The SliceGPT Approach

SliceGPT differs from traditional pruning methods by “slicing off” entire rows or columns of the weight matrices. Before this slicing, a crucial transformation is applied to the network, ensuring minimal impact on the model’s predictive capabilities.

Computational Invariance in Transformer Networks

SliceGPT leverages a computational invariance inherent in the transformer architecture. It involves applying an orthogonal transformation ( Q ) to the output of one component, counterbalanced in the subsequent component. This method proves beneficial, especially with the RMSNorm operation between blocks, which remains unaffected by these transformations.

Layernorm Transformers Can Be Converted To Rmsnorm

To utilize this computational invariance, LayerNorm-connected networks are first converted to RMSNorm. This is achieved by absorbing the linear blocks of LayerNorm into adjacent blocks, thus making the network compatible with the SliceGPT method.
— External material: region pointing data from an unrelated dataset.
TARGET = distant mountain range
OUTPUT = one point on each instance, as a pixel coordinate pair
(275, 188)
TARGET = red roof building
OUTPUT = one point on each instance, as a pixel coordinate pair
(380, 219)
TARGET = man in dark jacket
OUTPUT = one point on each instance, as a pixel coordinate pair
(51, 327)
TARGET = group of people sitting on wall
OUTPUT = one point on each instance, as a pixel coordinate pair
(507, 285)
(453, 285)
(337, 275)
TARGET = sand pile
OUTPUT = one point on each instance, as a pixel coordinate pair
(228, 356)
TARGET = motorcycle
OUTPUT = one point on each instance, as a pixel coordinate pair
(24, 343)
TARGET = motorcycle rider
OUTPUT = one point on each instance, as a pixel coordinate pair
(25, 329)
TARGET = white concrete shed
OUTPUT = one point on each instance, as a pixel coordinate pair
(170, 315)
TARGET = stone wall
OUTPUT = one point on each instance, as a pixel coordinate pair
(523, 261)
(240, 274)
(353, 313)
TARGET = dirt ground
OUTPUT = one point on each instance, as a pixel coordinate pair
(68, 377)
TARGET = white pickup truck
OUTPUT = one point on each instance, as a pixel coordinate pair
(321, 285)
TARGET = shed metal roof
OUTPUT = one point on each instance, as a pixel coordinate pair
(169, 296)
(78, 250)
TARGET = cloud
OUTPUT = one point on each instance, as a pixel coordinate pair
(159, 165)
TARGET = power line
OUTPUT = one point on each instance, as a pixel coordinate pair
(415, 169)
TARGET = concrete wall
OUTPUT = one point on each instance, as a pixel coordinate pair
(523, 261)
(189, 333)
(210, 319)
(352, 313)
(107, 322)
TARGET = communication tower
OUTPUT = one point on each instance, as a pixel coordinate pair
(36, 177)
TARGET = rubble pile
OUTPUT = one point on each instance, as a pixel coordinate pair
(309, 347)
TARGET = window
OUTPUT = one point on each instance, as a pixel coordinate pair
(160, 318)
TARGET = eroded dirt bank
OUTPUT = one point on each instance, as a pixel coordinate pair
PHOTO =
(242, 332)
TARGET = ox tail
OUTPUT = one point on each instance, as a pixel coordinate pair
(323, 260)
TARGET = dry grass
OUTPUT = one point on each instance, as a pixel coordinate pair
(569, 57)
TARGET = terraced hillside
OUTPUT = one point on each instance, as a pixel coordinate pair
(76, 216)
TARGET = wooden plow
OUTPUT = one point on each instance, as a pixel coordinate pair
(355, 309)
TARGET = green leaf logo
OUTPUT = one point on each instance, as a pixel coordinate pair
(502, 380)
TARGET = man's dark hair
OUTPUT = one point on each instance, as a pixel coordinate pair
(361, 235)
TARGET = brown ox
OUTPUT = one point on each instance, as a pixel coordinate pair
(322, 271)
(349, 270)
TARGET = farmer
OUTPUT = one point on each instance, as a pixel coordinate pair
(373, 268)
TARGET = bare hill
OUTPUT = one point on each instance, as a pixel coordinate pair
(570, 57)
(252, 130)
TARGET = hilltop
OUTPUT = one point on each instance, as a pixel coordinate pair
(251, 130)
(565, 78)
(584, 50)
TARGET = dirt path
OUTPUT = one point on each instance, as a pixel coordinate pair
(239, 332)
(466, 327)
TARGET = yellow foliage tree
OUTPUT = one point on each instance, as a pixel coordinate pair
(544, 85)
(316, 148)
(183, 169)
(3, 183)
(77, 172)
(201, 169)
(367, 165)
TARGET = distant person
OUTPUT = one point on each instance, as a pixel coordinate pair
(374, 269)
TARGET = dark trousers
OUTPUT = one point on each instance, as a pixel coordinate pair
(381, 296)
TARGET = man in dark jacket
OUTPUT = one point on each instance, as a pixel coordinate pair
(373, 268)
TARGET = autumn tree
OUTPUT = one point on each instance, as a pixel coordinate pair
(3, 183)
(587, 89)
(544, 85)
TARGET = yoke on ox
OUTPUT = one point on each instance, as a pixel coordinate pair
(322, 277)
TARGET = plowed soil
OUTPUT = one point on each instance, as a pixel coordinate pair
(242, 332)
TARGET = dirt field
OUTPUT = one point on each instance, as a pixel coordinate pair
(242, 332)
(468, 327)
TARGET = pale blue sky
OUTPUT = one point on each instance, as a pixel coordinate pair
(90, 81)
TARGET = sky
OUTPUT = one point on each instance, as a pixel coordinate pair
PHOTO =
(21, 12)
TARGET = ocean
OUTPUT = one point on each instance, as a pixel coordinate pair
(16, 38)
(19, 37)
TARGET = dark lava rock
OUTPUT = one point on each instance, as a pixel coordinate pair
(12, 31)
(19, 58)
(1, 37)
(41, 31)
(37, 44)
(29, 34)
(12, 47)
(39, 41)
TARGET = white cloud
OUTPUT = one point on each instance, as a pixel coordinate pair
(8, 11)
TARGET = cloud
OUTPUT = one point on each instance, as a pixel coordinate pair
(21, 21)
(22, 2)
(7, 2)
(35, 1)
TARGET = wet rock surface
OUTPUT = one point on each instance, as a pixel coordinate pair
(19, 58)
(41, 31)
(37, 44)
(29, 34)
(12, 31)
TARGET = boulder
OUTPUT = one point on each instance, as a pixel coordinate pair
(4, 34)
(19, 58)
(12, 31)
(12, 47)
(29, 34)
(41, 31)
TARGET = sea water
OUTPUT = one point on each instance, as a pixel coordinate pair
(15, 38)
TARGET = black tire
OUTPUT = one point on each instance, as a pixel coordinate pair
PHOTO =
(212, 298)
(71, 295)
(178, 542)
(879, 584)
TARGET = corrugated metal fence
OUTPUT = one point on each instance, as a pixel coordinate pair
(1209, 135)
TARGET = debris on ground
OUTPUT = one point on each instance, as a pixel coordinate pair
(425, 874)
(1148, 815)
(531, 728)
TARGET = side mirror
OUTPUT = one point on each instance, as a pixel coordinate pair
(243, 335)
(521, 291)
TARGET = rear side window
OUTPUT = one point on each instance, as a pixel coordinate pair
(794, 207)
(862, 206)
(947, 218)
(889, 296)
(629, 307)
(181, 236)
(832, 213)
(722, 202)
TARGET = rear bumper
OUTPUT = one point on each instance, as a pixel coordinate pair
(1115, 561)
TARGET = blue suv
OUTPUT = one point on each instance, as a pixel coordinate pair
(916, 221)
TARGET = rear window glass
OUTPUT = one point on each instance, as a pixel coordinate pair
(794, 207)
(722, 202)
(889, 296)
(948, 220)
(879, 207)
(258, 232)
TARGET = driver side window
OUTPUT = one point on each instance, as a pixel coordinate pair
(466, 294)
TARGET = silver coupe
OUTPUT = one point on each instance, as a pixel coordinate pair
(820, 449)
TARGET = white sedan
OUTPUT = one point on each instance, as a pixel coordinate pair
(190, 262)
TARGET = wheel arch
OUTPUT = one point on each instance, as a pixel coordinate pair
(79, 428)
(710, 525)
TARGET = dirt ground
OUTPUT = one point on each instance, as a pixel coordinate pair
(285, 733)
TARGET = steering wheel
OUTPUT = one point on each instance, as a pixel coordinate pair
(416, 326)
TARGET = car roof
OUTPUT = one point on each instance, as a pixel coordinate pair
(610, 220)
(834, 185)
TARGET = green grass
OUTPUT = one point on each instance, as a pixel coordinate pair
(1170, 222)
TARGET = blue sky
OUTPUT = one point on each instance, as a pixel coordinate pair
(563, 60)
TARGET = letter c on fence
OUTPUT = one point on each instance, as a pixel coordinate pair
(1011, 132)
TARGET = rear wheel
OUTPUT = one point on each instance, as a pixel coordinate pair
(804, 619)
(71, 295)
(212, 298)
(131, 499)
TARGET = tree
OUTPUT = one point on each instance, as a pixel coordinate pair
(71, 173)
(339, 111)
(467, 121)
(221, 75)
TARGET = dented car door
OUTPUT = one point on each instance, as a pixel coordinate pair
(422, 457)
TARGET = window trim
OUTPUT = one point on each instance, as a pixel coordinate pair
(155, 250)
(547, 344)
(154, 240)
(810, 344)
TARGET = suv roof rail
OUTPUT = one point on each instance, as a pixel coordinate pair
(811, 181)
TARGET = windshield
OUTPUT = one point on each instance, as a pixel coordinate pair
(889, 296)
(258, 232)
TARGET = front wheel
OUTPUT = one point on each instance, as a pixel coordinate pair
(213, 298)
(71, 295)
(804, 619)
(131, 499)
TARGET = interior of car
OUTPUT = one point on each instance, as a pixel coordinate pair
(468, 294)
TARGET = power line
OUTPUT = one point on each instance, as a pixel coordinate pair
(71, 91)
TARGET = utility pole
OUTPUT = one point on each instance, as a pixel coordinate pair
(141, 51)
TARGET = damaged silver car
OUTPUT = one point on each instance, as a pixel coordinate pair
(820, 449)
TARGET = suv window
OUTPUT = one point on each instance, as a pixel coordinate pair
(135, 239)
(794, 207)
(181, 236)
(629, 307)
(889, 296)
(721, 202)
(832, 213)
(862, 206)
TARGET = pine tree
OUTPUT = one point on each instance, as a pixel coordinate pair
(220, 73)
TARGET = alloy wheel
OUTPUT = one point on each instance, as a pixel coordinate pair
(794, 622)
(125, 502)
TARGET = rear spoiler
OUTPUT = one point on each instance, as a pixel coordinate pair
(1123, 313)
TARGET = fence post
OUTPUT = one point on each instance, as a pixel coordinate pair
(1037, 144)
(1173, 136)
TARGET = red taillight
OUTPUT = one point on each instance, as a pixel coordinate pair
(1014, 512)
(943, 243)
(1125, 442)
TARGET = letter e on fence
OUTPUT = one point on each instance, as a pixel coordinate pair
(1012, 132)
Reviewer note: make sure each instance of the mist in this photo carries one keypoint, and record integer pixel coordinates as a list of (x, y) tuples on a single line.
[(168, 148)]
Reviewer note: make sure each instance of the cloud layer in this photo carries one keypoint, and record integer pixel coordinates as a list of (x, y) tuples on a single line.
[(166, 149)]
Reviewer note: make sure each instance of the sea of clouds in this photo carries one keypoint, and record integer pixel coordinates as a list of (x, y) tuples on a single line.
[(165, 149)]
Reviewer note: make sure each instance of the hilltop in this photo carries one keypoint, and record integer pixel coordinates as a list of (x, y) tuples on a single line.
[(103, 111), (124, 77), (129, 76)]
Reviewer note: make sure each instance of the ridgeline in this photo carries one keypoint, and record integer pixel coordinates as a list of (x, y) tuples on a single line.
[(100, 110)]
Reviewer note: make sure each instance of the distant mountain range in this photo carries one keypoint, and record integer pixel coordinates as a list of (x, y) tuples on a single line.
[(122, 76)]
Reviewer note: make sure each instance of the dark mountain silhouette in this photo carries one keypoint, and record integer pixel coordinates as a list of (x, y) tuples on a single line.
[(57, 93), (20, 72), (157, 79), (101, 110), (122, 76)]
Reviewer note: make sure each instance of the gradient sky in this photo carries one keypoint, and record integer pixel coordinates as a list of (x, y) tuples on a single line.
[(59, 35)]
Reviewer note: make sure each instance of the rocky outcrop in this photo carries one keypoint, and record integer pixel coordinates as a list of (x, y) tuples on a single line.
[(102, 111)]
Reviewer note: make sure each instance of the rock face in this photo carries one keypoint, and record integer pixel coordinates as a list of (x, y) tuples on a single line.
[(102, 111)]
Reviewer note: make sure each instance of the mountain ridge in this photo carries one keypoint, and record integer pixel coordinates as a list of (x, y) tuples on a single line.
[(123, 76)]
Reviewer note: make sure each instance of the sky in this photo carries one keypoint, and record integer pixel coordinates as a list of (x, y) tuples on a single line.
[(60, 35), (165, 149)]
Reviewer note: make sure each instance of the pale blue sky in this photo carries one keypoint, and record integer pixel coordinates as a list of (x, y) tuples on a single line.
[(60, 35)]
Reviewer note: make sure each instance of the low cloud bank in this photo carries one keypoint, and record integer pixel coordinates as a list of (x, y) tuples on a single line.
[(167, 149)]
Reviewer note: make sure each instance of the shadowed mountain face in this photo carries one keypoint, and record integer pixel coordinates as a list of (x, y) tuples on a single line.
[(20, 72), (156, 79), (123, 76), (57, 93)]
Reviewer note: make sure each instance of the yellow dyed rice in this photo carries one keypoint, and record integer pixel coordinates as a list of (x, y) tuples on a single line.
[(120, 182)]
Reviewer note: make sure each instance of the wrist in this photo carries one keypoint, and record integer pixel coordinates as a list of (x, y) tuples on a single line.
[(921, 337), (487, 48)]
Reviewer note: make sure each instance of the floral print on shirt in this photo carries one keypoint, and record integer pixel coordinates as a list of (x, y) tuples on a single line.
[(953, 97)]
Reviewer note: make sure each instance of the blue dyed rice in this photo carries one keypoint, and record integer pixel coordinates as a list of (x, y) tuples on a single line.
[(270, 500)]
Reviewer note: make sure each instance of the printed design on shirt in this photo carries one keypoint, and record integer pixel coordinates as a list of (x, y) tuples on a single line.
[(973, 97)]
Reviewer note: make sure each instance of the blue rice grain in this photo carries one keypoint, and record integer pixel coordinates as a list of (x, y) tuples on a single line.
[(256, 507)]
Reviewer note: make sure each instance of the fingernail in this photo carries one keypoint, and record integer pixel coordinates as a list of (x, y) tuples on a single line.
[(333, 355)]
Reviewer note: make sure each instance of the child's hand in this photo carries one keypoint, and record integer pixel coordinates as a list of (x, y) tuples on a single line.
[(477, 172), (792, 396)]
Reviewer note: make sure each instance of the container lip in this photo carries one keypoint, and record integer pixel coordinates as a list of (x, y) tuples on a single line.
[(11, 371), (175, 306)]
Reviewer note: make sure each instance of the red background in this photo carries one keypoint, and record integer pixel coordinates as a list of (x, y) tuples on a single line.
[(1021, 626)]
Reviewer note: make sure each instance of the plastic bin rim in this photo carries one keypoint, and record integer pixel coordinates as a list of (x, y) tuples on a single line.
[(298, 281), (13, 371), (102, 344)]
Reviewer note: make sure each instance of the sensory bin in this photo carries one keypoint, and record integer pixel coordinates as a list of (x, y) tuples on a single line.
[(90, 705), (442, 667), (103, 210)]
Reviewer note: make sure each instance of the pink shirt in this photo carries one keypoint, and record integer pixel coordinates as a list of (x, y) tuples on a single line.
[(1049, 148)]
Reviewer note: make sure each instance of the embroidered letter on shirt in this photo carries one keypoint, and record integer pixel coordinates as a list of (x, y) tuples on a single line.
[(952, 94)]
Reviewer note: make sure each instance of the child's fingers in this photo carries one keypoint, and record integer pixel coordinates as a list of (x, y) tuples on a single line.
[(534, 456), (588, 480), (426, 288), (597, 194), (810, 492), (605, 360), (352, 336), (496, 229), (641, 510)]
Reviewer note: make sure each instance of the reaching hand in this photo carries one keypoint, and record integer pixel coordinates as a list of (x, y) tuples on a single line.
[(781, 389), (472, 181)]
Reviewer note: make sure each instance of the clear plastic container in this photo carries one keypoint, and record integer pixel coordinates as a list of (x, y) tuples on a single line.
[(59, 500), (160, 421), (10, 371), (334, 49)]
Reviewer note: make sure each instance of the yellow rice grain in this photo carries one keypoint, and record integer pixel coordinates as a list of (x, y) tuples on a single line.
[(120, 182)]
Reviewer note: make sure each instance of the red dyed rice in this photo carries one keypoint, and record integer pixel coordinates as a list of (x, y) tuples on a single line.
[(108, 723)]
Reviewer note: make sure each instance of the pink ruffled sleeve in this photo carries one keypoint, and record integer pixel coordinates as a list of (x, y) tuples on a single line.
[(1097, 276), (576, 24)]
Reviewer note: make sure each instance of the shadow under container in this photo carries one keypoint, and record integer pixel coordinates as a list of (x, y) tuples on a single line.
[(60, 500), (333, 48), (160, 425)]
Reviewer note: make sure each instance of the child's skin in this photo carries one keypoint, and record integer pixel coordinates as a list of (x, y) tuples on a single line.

A Transformation Per Block

Upon converting every LayerNorm in the transformer to RMSNorm, we can then apply a distinct orthogonal matrix ( Q ) at each block. This approach emerged from observing misaligned signals across different network blocks, necessitating a unique transformation at each stage.

Slicing: The Core of SliceGPT

The principle of SliceGPT is akin to that of Principal Component Analysis (PCA), where the aim is to derive a lower-dimensional representation ( Z ) of a data matrix ( X ), along with an approximate reconstruction of ( X ). Similarly, SliceGPT strategically removes parts of the network while ensuring the integrity and efficiency of the model.